I love living in a city that bursts forth each Spring... or earlier, even late February or early March... with daffodils, crocuses, grape hyacinths and a vast array of blooming trees. Today, the Rhododendron Garden was also in bloom!
Trillium. State flower of Oregon. It's an amazingly delicate and beautiful flower! This year, I've been seeing lots of them in bloom ~~ and they range in colors from white to this gorgeous purple.

What do you love to watch in bloom? How do you feel about the blossoming around you?

Sunday, April 21, 2013

Who's the New Prophet?

Awoke this morning from a dream, needing a moment to adjust, to rediscover the location of my body in its waking state.

In the dreamtime, I was in a small, aboriginal village quietly observing a ritual with a group of others who were outsiders like me, perhaps anthropologists or ethnologists.
As the rite was drawing to a close, a runner arrived with news that people from the government were on their way. The villagers responded almost as one to gather their things. Our interpreter said the people were moving into the hills or mountains or woods surrounding the village. They had been expecting this.
I found myself picking up a writing implement and, as though in a trance, writing on a piece of paper. The text was not in any language I'd ever seen, yet I recognized that it was text. An elder picked up the paper, looked it over closely, then looked at me. He spoke to me; the interpreter said, "How did you know to write this?" I said I didn't; I'd just seen the writing implement, picked it up and written. I asked, did he know what it said? The elder spoke again; the interpreter said, "It says, 'Who's the new prophet?' How did you know that the ritual we were doing was to call forth the new prophet? How did you know our old one left us?" Again, I said I didn't know.
Some of my traveling companions bustled in and said it was time to go. Our things were stowed in the back of a military-style truck and we were to climb in after them. The children of the village were getting into trucks as well. They were coming with us. One young girl, about 10 years old, walked past me toward the trucks. As she did, she absently handed me a bowl.

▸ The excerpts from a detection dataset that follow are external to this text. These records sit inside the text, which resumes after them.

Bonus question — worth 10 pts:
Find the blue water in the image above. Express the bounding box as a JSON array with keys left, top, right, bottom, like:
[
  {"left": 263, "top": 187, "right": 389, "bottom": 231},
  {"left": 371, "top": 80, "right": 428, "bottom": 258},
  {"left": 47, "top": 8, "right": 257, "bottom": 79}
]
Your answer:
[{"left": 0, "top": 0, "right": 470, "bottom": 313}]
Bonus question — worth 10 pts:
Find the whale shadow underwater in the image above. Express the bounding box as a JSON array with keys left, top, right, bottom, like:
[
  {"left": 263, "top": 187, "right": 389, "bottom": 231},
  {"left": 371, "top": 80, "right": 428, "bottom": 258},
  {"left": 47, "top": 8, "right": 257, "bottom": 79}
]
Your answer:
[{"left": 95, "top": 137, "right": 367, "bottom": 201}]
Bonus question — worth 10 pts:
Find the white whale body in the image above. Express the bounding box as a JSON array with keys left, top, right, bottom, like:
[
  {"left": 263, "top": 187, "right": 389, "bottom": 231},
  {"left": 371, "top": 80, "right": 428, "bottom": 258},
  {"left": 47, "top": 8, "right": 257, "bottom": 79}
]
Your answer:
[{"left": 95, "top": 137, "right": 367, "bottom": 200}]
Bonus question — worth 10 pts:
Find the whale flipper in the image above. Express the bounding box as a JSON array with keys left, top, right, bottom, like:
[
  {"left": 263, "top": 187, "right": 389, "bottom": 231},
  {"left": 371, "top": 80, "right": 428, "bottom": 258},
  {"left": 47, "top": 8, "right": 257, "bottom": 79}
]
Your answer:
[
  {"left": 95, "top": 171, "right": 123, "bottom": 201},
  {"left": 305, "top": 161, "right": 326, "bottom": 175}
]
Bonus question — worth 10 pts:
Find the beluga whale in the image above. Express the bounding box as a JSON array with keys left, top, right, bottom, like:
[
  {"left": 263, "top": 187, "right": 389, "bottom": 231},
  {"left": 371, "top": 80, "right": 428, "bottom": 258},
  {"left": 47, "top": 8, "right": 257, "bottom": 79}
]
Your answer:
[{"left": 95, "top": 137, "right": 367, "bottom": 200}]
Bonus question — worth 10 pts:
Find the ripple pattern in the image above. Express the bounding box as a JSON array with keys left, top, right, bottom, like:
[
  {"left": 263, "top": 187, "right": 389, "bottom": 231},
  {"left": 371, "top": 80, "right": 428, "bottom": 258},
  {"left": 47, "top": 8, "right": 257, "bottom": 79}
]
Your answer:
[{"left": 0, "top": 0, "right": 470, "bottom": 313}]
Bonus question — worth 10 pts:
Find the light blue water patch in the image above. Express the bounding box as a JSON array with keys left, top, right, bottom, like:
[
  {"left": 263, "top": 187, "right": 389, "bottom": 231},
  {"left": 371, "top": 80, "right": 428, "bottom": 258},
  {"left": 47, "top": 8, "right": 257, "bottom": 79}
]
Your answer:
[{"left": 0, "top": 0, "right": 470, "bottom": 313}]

I started to place the bowl on a counter/table in front of me, then stopped. The same type of writing circled the lip of the bowl. Looking at it, I could almost read it; I understood what it meant, yet couldn't quite put it into words. The same elder took the bowl from my hand, looked at it, then asked me if I knew which child had given me that bowl. I said I did. He said, "Care for that child well because that one is the new prophet." Then he made a gesture with his hands, dismissing me, hurrying me out. He handed me the bowl as I left. I climbed into a truck, pulled up by the girl who was her people's new prophet.

Who is the New Prophet in your life? What are you called to do to care for that One?